On l'a dit : le luth et la viole de gambe avaient bien des choses en commun ; il n'est donc pas surprenant que de nombreux musiciens professionnels à la cour de France maîtrisassent les deux instruments. Robert de Visée (ca. 1655-1733) était l'un d'eux. Comme Marin Marais, il était engagé comme musicien de la Chambre du Roi et tous deux jouèrent certainement ensemble d'innombrables fois. De Visée jouait du théorbe et de la viole de gambe, mais aussi de la guitare ; il composait également. Il était passé maître dans l'arrangement de ses propres oeuvres : de ses 189 compositions originales, il fit circuler un total de 730 versions différentes pour sept instrumentations ou instruments différents.


Marais et de Visée ne partageaient pas que le travail : ils éprouvaient tous deux une loyauté indéfectible à l'égard de l'esthétique absolutiste de leur employeur, Louis XIV. Cela se manifeste principalement dans leur attachement à la danse comme modèle pour la musique instrumentale, dans leur horreur de la sonate d'origine italienne et de son porte-bannière, le violon.


Depuis le milieu du XVIe siècle, la danse occupait une place centrale dans les rites sociaux de l'aristocratie française. Toute personne qui aspirait à la réussite sociale et politique devait pouvoir danser. Sous le règne de Louis XIV, les spectacles de danse grandioses comme le ballet de cour devinrent de moins en moins un simple passe-temps social pour se faire peu à peu l'expression du pouvoir absolu. La danse devenait une scène sur laquelle se faisait voir la puissance du Roi Soleil.


En règle générale, la musique instrumentale composée pour la Chambre du Roi par des musiciens comme Marais et de Visée n'était pas dansée. Elle était avant tout destinée à être écoutée ; les compositeurs pouvaient s'y permettre une plus grande liberté que dans la musique de danse purement fonctionnelle.
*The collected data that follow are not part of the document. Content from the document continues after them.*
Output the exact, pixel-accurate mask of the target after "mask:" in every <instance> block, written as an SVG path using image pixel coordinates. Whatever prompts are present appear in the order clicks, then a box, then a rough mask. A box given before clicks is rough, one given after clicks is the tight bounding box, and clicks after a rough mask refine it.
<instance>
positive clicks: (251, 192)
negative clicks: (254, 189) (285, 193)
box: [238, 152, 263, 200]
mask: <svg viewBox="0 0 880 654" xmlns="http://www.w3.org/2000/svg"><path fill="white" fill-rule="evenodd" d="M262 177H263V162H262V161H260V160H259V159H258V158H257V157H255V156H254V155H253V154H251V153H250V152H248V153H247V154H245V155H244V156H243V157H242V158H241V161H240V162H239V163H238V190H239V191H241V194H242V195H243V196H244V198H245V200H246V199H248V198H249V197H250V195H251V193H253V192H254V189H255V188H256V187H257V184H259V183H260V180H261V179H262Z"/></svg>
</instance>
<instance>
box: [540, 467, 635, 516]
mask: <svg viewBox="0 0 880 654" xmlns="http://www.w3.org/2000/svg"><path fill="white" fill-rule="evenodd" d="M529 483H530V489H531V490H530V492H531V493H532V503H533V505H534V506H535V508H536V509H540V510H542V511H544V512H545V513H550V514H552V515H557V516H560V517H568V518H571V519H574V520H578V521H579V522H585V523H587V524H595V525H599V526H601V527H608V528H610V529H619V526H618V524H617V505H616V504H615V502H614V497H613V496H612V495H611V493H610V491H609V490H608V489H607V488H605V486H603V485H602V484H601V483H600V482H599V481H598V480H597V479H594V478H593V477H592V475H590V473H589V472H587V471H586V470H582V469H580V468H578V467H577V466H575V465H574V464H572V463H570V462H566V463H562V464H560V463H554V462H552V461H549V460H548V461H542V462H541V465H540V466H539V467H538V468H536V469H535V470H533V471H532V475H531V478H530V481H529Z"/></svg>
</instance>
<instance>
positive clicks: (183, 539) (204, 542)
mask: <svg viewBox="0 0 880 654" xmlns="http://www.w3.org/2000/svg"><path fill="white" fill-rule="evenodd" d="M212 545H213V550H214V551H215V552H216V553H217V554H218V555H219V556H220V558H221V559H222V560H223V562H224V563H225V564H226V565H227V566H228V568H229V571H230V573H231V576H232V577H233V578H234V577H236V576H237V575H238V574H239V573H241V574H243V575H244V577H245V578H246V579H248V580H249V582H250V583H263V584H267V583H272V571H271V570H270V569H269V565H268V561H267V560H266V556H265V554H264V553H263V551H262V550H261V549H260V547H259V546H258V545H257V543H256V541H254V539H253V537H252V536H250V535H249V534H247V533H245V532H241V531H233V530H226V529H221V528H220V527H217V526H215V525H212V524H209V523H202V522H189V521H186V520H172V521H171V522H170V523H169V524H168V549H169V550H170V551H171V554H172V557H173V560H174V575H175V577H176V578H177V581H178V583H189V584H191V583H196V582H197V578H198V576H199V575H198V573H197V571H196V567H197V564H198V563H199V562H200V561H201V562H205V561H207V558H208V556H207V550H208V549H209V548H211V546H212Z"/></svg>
Mais ils furent néanmoins influencés par les rythmes et les constructions caractéristiques de la musique de danse, alors omniprésente.
Les danses instrumentales étaient généralement groupées en suites, selon une structure de base fixe : allemande, courante, sarabande et gigue, précédées d'un prélude abstrait et souvent assez long. L'on pouvait à volonté ajouter encore des chaconnes ou des rondeaux qui, par leur structure répétitive, offraient à l'interprète la possibilité de mettre en valeur ses capacités instrumentales. Dans ses Pièces de viole, Marais classa toujours les danses par tonalité, tel un catalogue dans lequel le musicien pouvait faire son choix.
On peut observer, dans l'immense collection des Pièces de viole de Marais, comment ces danses furent petit à petit associées à des pièces de caractère. Ainsi, dans l'allemande La Magnifique, une expressivité extravertie prend clairement le pas sur le rythme de danse originel. Des pièces simples comme La Rêveuse, Le Badinage ou Les Voix humaines s'aventurent encore un peu plus loin hors du sillage de la musique de danse. Ce sont des sources d'inspiration extra-musicales et non la cadence qui déterminent les sonorités : de méditations rêveuses, prononcées d'une voix voilée, à un ricanement prudent ou au secret de la voix humaine. C'est dans ce dernier cas que la viole de gambe montre peut- être son visage le plus beau, car, selon de nombreux mélomanes de l'époque, elle possédait le don de chanter aussi bien que la voix.